I glanced in the bowl, where wilted greens clung to the sides and bottom, sharing space with an assortment of soggy tomato chunks, tidbits of sweet peppers, and slivers of garlic, swimming in a puddle of olive oil, balsamic vinegar, and spices that had escaped being grabbed by the salad tongs during the meal.
Now, it wasn’t a complicated question, but I did pause before answering, considering that some sort of a punchline would follow. Or perhaps it was a trick question? Why would anyone ask that? I do the same thing with leftover salad that everyone does…I throw it in the garbage.

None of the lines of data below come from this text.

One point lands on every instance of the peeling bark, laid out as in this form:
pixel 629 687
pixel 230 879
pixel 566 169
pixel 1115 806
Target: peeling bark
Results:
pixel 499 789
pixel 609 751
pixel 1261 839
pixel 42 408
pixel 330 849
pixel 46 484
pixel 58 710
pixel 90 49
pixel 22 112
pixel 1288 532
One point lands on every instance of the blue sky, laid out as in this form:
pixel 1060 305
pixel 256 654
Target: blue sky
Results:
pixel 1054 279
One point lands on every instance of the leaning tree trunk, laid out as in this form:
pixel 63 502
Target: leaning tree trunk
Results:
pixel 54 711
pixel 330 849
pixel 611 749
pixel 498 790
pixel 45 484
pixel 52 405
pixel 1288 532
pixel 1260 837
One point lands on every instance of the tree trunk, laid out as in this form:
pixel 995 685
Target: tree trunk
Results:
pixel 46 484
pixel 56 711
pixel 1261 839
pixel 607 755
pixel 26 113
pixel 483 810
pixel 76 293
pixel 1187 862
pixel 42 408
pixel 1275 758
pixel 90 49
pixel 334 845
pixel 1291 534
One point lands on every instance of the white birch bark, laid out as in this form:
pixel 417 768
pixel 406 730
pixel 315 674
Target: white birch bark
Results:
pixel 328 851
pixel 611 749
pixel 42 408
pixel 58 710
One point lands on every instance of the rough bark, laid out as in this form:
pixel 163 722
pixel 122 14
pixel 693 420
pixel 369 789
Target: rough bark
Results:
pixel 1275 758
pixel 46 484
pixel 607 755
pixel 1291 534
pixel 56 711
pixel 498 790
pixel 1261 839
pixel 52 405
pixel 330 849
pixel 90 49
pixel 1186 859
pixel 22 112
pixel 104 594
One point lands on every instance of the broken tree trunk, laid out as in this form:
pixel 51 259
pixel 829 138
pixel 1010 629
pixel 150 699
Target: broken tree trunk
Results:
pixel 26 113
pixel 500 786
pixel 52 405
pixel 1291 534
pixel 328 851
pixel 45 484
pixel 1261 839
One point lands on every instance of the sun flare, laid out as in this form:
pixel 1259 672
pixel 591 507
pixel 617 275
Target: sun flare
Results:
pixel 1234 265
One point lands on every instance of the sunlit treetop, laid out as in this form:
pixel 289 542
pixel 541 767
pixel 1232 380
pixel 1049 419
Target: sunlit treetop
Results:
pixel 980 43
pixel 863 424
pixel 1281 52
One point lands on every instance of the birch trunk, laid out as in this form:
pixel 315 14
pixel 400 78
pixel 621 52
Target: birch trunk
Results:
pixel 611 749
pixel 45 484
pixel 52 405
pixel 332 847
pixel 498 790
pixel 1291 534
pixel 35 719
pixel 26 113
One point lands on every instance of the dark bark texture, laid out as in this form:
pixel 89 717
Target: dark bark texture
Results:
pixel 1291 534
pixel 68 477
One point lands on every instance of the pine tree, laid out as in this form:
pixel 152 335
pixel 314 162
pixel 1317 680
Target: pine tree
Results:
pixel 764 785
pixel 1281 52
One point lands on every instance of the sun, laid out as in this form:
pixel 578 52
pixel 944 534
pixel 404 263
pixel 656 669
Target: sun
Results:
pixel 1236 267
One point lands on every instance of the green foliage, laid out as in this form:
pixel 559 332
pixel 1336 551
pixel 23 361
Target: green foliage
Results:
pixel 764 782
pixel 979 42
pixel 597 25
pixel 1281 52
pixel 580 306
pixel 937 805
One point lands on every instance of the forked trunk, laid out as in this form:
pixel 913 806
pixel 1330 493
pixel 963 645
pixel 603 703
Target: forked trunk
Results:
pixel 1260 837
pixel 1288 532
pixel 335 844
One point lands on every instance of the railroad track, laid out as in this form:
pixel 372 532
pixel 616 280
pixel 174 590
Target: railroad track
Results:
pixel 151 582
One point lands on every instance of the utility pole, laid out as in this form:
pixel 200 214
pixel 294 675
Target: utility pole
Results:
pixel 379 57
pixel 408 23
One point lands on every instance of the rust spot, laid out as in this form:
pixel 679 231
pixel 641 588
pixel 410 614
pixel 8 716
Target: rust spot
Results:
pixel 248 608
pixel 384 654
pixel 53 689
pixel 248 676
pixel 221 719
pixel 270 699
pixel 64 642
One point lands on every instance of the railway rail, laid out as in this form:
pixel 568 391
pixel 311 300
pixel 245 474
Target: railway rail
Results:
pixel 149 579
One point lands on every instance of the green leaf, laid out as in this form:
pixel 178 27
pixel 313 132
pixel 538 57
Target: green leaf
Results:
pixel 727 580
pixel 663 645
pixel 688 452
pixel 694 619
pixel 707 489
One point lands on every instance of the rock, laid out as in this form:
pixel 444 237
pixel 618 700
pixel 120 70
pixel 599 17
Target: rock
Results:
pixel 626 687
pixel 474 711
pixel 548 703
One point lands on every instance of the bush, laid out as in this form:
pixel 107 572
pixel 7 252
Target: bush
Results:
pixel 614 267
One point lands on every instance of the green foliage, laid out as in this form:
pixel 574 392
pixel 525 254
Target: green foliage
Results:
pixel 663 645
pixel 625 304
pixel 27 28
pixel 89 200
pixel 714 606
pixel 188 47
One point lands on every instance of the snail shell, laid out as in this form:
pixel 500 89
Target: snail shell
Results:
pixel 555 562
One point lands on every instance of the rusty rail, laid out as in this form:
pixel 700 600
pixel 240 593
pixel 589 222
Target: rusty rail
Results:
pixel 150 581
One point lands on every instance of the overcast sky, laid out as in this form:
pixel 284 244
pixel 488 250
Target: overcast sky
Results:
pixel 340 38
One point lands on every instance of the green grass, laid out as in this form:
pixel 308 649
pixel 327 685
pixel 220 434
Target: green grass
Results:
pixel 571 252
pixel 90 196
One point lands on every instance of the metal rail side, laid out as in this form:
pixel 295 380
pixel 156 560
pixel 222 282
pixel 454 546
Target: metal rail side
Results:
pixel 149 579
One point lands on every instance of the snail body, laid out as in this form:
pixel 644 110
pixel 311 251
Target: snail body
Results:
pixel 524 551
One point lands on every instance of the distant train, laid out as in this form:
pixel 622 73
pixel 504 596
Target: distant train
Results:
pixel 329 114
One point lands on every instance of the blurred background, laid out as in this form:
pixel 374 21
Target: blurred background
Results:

“Isn’t that what you do?” I asked.
“No, I flush it down the toilet.”
Another guest joined in and added, “I save it in the fridge and eat it the next day. I don’t mind soggy salad and won’t let food go to waste.”
An interesting debate ensued. Each of us defended our choice of what to do with leftover salad. Each of us referenced what our parents did with leftover salad. I was fascinated to realize that our decisions on how to proceed with even the simplest of tasks was determined more by the culture we were raised in and what we had been taught to do than something tweaking our senses to do it.
And defend our choices we did! There were certainly no angry words or fist fights of any sort, but we all felt compelled to stick up for our ways. Our very identities were at risk. What belonged to each of us was being challenged.
I recently wrote a story commemorating the anniversary of the earthquake that “hit” Roatan. I put the word hit in quotations because a similar debate ensued when I used that word to describe the event. Someone who wasn’t on Roatan the day of the earthquake corrected my reference, stating that from a scholastic point of view, Roatan was not hit by an earthquake. Many of the people on the Island that earthshaking day joined in to verbally defend the description of the experience, as a hit. Through a simple grammatical correction, what we had gone through was being denied.
So what the heck does that have to do with leftover salad or life on a tropical Island in the Caribbean Sea? (I used to call it the Caribbean ocean; that too was corrected by the same person. I grew up in Canada, we have oceans around us, not seas…it’s what I’m use to saying.)
I have come to call Roatan home. I brought my traditions, my cultural background (I’m a Heinz 57 so it would be impossible to pin it down to anything specific) and my learned behaviours. Once here, I encountered ways of doing things and ways of living that are foreign to me. But what I do is foreign to them too.
Instead of rushing to defend my point of view, or feeling threatened by someone else’s, I think I’ll work on appreciating hearing and seeing different way of doing things, and be grateful that there are some things I might want to adopt to enhance my life, my daily existence.
Maybe, I’ll even become more…worldly.
As for the earthquake, it was an experience I hope to never repeat. But it did give those of us who were on Roatan when it hit a special connection to each other, a common thread, a bond.
So what do you do with leftover salad?